Selon la République des Pyrénées et France Info, c’est pendant les pauses fraîcheur que les tranches de vingt secondes de publicité vendues par la chaîne française M6 coûtent le plus cher. Ces sommes pourraient atteindre 450 000 euros si les Bleus disputent la finale, rapporte l’Équipe. Le diffuseur américain Fox Sports vend pour sa part des encarts de trente secondes. « Ils donnent une fourchette extrêmement large, entre 200 000 et 750 000 dollars par spot », précise Claire Rabès, consultante en politique sportive. Une sacrée manne financière.
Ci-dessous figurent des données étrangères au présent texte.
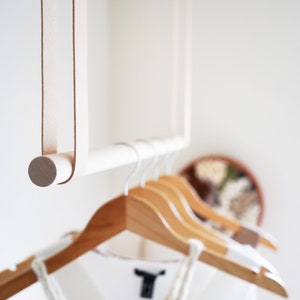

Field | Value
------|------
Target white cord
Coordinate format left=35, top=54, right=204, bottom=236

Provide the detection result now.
left=165, top=239, right=204, bottom=300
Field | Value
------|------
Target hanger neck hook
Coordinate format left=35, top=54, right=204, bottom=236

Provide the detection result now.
left=118, top=143, right=142, bottom=196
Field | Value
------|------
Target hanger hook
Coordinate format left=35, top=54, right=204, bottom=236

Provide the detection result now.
left=117, top=143, right=142, bottom=196
left=137, top=140, right=158, bottom=187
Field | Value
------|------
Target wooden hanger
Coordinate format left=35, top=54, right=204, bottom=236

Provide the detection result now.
left=159, top=175, right=277, bottom=250
left=0, top=196, right=287, bottom=300
left=134, top=181, right=277, bottom=273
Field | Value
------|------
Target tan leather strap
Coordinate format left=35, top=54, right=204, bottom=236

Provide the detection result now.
left=41, top=0, right=89, bottom=182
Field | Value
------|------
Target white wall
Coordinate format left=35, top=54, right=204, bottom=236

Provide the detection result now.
left=112, top=0, right=300, bottom=300
left=0, top=0, right=300, bottom=300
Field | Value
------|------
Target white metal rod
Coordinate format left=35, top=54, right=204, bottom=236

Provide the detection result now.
left=28, top=136, right=188, bottom=187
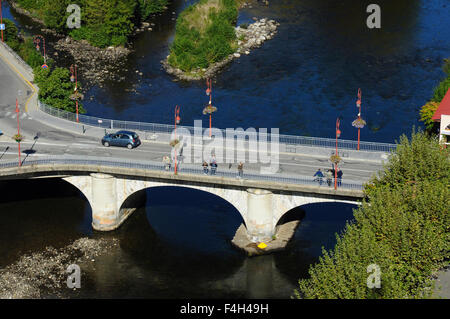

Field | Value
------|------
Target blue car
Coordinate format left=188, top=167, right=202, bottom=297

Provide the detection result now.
left=102, top=131, right=141, bottom=149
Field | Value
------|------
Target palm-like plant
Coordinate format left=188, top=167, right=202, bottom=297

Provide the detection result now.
left=352, top=117, right=367, bottom=128
left=12, top=134, right=25, bottom=143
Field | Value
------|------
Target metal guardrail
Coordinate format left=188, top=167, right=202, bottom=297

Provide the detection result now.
left=38, top=101, right=397, bottom=153
left=0, top=156, right=363, bottom=190
left=0, top=41, right=33, bottom=74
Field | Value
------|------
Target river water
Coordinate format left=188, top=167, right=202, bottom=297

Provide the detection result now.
left=0, top=0, right=450, bottom=298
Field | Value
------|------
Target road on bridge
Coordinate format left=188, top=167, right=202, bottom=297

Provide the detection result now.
left=0, top=44, right=382, bottom=183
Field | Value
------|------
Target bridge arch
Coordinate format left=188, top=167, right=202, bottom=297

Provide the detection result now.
left=64, top=173, right=355, bottom=242
left=118, top=181, right=246, bottom=223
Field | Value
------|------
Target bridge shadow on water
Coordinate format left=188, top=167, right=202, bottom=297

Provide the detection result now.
left=0, top=179, right=355, bottom=298
left=0, top=178, right=92, bottom=267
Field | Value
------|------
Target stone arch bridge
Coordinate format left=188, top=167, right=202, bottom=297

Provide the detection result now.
left=0, top=163, right=364, bottom=241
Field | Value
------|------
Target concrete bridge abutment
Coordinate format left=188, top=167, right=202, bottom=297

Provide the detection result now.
left=63, top=173, right=355, bottom=249
left=247, top=188, right=275, bottom=242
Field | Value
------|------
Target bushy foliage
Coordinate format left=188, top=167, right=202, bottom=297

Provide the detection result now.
left=34, top=67, right=85, bottom=113
left=18, top=38, right=46, bottom=68
left=295, top=132, right=450, bottom=299
left=17, top=0, right=168, bottom=47
left=169, top=0, right=238, bottom=71
left=3, top=19, right=20, bottom=51
left=420, top=59, right=450, bottom=134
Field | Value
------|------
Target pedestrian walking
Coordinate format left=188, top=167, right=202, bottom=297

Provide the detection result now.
left=325, top=169, right=333, bottom=187
left=337, top=169, right=344, bottom=187
left=237, top=162, right=244, bottom=178
left=314, top=168, right=324, bottom=185
left=202, top=161, right=209, bottom=175
left=163, top=156, right=172, bottom=171
left=209, top=161, right=217, bottom=175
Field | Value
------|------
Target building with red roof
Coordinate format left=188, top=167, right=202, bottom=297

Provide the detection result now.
left=432, top=88, right=450, bottom=145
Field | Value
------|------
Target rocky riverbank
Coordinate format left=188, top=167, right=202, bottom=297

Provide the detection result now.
left=54, top=37, right=131, bottom=86
left=0, top=238, right=119, bottom=299
left=8, top=0, right=171, bottom=89
left=161, top=18, right=280, bottom=81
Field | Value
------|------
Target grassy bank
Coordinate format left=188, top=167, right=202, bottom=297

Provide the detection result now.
left=168, top=0, right=239, bottom=72
left=295, top=132, right=450, bottom=299
left=3, top=19, right=85, bottom=113
left=15, top=0, right=168, bottom=48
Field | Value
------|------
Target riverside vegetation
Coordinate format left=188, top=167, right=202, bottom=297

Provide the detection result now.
left=295, top=131, right=450, bottom=299
left=3, top=19, right=85, bottom=113
left=165, top=0, right=279, bottom=81
left=420, top=59, right=450, bottom=133
left=168, top=0, right=238, bottom=71
left=12, top=0, right=168, bottom=48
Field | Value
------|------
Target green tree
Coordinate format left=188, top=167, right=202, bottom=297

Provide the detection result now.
left=3, top=19, right=20, bottom=51
left=420, top=101, right=439, bottom=133
left=34, top=68, right=85, bottom=113
left=294, top=132, right=450, bottom=299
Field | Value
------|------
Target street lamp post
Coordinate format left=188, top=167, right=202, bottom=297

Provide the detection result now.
left=203, top=79, right=217, bottom=138
left=356, top=89, right=361, bottom=151
left=70, top=64, right=79, bottom=123
left=352, top=89, right=366, bottom=151
left=173, top=105, right=181, bottom=175
left=16, top=92, right=22, bottom=167
left=0, top=0, right=5, bottom=42
left=33, top=34, right=47, bottom=65
left=334, top=118, right=341, bottom=190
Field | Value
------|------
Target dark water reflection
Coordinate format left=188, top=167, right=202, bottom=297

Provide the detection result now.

La star argentine Lionel Messi s’hydrate pendant une pause fraîcheur lors du match contre l’Autriche le 22 juin 2026. AP Photo/Jessica Tobias – Jessica Tobias
Et pour cause, c’est pendant ces petites coupures que les supporters restent devant leurs écrans, contrairement aux mi-temps, moments privilégiés pour les pauses repas ou les passages express aux WC. « C’est du temps de cerveau disponible », résume Claire Rabès.
Pour autant, toutes les chaînes n’adoptent pas la même attitude face à ces entractes. M6 n’alloue qu’une minute de ces pauses aux publicités, tandis que le diffuseur britannique ITV n’en passe aucune.
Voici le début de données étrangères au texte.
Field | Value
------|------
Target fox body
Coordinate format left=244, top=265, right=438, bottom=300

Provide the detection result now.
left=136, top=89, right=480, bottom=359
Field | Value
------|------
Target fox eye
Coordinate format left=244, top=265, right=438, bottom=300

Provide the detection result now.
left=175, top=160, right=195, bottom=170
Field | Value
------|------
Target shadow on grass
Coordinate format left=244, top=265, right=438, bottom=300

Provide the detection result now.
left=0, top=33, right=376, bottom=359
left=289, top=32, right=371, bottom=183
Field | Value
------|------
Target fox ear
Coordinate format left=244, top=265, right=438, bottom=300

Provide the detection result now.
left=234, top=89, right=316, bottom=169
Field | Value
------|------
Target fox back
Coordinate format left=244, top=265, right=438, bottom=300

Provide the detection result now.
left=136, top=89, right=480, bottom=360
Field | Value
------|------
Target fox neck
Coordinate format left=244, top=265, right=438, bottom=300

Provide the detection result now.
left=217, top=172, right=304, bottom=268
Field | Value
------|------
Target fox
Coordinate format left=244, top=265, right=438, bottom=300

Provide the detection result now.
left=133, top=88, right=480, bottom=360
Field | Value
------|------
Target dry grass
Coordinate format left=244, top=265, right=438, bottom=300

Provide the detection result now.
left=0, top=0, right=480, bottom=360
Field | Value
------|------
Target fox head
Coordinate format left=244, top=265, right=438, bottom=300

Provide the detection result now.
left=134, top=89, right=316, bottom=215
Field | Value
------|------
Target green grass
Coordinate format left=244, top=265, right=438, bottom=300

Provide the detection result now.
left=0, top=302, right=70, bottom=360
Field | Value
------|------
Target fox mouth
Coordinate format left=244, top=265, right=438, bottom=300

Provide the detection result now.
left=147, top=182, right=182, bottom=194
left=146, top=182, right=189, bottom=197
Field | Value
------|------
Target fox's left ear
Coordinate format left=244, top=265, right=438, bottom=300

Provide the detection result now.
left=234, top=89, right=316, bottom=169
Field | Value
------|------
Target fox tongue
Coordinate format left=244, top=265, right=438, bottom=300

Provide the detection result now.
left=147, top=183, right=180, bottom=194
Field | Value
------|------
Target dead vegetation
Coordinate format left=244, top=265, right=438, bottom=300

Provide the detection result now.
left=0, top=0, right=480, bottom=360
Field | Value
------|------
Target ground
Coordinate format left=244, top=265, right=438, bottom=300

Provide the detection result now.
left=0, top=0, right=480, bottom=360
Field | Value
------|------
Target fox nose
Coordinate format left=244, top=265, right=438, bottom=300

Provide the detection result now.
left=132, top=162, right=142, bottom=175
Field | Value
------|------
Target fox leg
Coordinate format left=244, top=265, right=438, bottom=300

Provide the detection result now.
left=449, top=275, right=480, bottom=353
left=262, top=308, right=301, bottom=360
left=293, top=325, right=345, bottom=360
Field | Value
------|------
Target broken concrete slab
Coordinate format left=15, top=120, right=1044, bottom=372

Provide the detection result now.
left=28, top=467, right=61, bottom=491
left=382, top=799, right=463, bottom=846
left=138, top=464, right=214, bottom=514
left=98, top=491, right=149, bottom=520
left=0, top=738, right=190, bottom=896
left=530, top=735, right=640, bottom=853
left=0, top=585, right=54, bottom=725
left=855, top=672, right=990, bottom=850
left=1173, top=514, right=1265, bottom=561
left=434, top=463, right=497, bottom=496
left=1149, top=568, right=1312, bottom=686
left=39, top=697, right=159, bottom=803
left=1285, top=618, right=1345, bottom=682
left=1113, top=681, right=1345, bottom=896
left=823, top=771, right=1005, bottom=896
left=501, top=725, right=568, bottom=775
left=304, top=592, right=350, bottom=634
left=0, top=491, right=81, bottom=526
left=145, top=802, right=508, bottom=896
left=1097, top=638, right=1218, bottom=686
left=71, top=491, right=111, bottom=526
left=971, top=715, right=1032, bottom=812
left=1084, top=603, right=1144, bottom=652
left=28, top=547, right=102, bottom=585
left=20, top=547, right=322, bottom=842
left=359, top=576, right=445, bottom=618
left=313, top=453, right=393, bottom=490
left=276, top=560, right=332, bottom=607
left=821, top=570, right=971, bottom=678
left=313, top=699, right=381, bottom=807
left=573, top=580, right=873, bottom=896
Fox Sports, qui diffuse au contraire des publicités pendant la durée maximale, a testé sur certains matchs un modèle déjà mis en place dans les sports américains, en scindant l’écran. C’est-à-dire diffuser la publicité en gros plan au centre de l’écran, tout en gardant un petit encadré, sur la gauche, réservé à la diffusion en continu du terrain, des interactions du public et des joueurs pendant la pause.
Gage de confiance
« Le contexte américain a favorisé le fait que la Fifa se soit sentie tout à fait à même de prendre le risque de systématiser ces pauses fraîcheur », estime Claire Rabès. De fait, aux États-Unis, la culture du temps mort publicitaire est reine. La NBA fixe par exemple deux temps morts obligatoires par quart-temps, prévus pour diffuser des publicités. Autant dire que le spectateur américain est habitué.
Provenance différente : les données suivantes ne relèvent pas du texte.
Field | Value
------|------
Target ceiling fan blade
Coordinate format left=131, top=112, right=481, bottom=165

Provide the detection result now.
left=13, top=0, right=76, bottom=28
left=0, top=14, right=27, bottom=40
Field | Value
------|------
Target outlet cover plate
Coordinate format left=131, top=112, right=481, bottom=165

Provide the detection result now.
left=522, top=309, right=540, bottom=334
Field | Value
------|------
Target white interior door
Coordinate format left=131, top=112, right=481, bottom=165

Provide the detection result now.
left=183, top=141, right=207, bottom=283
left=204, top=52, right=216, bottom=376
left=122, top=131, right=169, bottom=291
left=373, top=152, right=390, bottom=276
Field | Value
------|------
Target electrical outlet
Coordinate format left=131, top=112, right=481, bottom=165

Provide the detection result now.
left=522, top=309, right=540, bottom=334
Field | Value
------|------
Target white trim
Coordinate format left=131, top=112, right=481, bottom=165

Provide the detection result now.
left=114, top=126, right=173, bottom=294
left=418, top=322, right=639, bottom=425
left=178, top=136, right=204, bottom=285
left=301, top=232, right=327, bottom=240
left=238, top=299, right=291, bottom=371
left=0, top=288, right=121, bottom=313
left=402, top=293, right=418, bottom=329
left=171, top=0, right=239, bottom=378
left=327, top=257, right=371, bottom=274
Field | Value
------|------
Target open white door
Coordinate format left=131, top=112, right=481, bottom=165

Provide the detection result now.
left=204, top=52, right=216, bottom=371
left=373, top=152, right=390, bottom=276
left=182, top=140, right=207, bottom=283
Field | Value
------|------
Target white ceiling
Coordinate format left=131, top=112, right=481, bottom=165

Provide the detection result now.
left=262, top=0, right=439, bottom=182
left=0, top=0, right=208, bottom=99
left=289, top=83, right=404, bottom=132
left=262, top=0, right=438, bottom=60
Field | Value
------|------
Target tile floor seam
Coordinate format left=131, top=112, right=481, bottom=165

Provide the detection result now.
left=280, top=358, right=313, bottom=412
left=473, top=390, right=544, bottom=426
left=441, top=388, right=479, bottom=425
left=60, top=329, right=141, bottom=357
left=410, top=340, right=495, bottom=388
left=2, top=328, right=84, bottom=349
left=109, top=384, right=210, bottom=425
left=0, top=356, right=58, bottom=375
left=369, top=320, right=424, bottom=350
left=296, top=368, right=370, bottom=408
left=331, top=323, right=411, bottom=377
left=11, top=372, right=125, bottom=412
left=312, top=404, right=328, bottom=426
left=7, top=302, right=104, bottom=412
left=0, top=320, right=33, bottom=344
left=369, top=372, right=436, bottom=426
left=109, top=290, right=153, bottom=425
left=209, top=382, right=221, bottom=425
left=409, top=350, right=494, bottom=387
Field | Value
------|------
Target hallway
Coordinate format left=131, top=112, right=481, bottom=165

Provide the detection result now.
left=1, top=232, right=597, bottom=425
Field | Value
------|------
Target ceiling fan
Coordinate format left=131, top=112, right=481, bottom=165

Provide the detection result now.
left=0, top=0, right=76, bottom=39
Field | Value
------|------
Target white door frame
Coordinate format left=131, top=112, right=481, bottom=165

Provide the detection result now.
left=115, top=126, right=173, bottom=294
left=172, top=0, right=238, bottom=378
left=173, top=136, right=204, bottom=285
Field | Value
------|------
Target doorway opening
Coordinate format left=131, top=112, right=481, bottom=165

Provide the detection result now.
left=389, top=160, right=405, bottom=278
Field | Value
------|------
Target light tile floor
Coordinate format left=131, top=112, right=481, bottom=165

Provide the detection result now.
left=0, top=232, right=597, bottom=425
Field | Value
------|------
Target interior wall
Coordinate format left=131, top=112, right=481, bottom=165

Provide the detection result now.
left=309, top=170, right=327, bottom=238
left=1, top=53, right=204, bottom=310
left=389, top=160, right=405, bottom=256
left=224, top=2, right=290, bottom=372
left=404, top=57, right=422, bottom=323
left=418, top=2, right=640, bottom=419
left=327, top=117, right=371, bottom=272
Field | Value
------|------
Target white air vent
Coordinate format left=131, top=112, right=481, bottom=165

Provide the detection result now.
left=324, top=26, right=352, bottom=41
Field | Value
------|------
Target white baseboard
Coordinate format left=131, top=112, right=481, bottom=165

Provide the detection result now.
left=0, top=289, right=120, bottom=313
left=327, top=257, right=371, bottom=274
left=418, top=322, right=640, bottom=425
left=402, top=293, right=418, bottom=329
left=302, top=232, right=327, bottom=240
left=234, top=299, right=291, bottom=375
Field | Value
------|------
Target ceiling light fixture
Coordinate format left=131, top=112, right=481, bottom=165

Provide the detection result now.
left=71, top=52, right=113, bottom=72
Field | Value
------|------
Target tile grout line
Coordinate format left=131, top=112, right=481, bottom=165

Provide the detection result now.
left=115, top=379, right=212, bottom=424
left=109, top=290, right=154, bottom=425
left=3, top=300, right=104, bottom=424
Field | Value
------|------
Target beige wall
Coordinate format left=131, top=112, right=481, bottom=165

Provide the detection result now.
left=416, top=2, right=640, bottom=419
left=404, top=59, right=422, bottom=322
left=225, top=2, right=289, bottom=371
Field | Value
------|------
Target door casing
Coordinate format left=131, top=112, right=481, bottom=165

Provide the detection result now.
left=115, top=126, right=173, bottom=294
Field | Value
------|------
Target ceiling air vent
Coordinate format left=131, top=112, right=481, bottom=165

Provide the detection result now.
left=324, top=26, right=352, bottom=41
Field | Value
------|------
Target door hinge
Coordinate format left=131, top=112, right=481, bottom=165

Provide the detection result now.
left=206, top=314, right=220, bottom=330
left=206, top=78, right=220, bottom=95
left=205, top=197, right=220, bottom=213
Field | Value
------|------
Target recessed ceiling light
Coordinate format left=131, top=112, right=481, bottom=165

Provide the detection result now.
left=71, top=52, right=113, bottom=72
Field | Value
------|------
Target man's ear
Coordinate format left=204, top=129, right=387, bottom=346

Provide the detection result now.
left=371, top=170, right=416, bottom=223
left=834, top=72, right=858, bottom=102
Mais la spécialiste considère également le contexte politique, soulignant que « Trump n’est pas un président critique par rapport à l’idée de faire de l’argent ». Avec la Coupe du monde américaine, la Fifa trouve ainsi un cadre politique et culturel propice à l’introduction des pauses fraîcheur obligatoires. Ce faisant, elle offre à ses clientes, les chaînes, un gage de revenus supplémentaires, alors qu’elle augmente, dans le même temps, le prix de ses droits de diffusion.
« L’objectif majeur de la Fifa, c’est de maximiser ses propres revenus. Une fois que vous avez fait payer vos droits à vos diffuseurs et qu’ils sont de plus en plus chers, il faut forcément que ces diffuseurs trouvent un intérêt à les acheter et donc des moyens d’amortir leur investissement », développe Claire Rabès.
« Plus d’argent pour la Fifa, c’est plus d’argent pour Gianni Infantino [le président de la Fifa, NDLR], c’est plus d’argent redistribué aux fédérations qui seront contentes de réélire Infantino. La boucle est bouclée », abonde en ce sens Jean-Baptiste Guégan.